# Moving from Linux to FreeBSD



## towelfox (Jan 30, 2010)

I've been experimenting with FreeBSD on and off for several years but I've always found my way back to Linux because something didn't work for me - Usually Flash or my wireless card (wpi) - Quite possibly because I didn't read the manual properly, but it was a hassle.

This week I have been trying again with 8-Stable, and everything I have wanted to do has worked well. I am particularly impressed with Linux compatibility. Flash in native Firefox works well but it has been flawless when using linux-firefox.

Overall, I'd say my laptop feels more responsive using FreeBSD than it did under Arch Linux with a similar configuration (KDE4 + desktop effects + more browser windows than I really need).

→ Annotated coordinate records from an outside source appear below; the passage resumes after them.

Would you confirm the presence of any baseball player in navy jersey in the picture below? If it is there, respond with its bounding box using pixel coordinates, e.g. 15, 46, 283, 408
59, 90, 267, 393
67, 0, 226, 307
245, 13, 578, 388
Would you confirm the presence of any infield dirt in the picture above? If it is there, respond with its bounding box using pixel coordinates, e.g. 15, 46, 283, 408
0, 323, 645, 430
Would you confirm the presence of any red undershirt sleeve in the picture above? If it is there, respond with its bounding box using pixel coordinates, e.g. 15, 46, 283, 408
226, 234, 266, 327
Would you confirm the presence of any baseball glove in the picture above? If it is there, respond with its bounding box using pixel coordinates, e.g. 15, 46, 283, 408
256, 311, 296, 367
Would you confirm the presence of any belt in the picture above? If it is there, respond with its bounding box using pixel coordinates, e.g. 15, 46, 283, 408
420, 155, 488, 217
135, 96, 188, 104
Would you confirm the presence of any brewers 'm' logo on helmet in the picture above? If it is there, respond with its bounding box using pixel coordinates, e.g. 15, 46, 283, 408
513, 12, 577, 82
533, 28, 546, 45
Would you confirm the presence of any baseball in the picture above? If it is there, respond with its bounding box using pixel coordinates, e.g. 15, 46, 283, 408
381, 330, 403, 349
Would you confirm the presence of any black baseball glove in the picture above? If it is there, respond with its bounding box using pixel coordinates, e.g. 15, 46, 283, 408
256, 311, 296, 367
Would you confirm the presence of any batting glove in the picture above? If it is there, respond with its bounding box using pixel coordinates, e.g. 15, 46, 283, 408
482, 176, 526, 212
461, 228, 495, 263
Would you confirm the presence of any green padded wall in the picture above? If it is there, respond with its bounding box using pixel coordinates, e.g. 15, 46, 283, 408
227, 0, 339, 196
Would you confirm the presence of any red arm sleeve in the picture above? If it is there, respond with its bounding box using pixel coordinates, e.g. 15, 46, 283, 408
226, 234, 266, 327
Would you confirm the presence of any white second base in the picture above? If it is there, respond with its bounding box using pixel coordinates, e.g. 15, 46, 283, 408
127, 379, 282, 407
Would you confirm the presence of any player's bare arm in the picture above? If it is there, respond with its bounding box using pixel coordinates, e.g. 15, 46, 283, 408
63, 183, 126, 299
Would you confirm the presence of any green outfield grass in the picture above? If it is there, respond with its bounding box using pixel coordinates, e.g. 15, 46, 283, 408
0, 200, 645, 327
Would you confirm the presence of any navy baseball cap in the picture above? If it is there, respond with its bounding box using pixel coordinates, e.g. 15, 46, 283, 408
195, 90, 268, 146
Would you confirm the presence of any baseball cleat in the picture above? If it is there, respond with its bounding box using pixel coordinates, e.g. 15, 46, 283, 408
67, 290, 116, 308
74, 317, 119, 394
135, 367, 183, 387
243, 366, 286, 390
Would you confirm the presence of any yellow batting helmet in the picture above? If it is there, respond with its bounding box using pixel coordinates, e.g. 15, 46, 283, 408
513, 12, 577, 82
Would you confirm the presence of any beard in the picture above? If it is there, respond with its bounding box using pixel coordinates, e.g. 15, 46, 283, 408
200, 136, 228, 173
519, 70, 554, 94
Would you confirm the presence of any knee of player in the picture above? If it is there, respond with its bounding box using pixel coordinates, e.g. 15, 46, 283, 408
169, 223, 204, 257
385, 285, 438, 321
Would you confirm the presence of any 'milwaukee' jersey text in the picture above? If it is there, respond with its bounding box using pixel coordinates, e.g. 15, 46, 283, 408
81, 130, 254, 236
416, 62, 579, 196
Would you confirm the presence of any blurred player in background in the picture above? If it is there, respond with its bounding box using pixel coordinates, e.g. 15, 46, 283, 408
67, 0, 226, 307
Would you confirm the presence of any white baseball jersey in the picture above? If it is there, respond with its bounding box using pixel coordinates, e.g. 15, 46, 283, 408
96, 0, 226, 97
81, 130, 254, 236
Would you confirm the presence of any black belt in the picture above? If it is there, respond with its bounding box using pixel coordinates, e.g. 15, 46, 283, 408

Thank you to everyone who has made this possible.  I will look for some way to contribute in the future.


----------



## klanger (Jan 30, 2010)

> Overall, I'd say my laptop feels more responsive using FreeBSD than it did under Arch Linux with a similar configuration (KDE4 + desktop effects + more browser windows than I really need).



yeah, I've felt the same thing - but with gnome 



> Thank you to everyone who has made this possible. I will look for some way to contribute in the future.



+1


----------



## dennylin93 (Jan 30, 2010)

My computer used to freeze or lag a bit as well when I used Windows. Now it rarely happens.


----------



## caesius (Jan 30, 2010)

towelfox said:
			
		

> I've been experimenting with FreeBSD on and off for several years but I've always found my way back to Linux because something didn't work for me - Usually Flash or my wireless card (wpi) - Quite possibly because I didn't read the manual properly, but it was a hassle.
> 
> This week I have been trying again with 8-Stable, and everything I have wanted to do has worked well. I am particularly impressed with Linux compatibility. Flash in native Firefox works well but it has been flawless when using linux-firefox.
> 
> ...



In my experience, a lot of the time a *problem* I was having under FreeBSD turned out to be something very simple. Some problems have frustrated the hell out of my but eventually it gets solved and at the end of it you're glad to be still running such a brilliant OS.

Best of luck and I hope you decide to stick with FreeBSD.


----------



## vermaden (Jan 30, 2010)

towelfox said:
			
		

> I've been experimenting with FreeBSD on and off for several years but I've always found my way back to Linux because something didn't work for me - Usually Flash or my wireless card (wpi) - Quite possibly because I didn't read the manual properly, but it was a hassle.



Check this for wireless with *wpi*:
http://forums.freebsd.org/showthread.php?t=6443


----------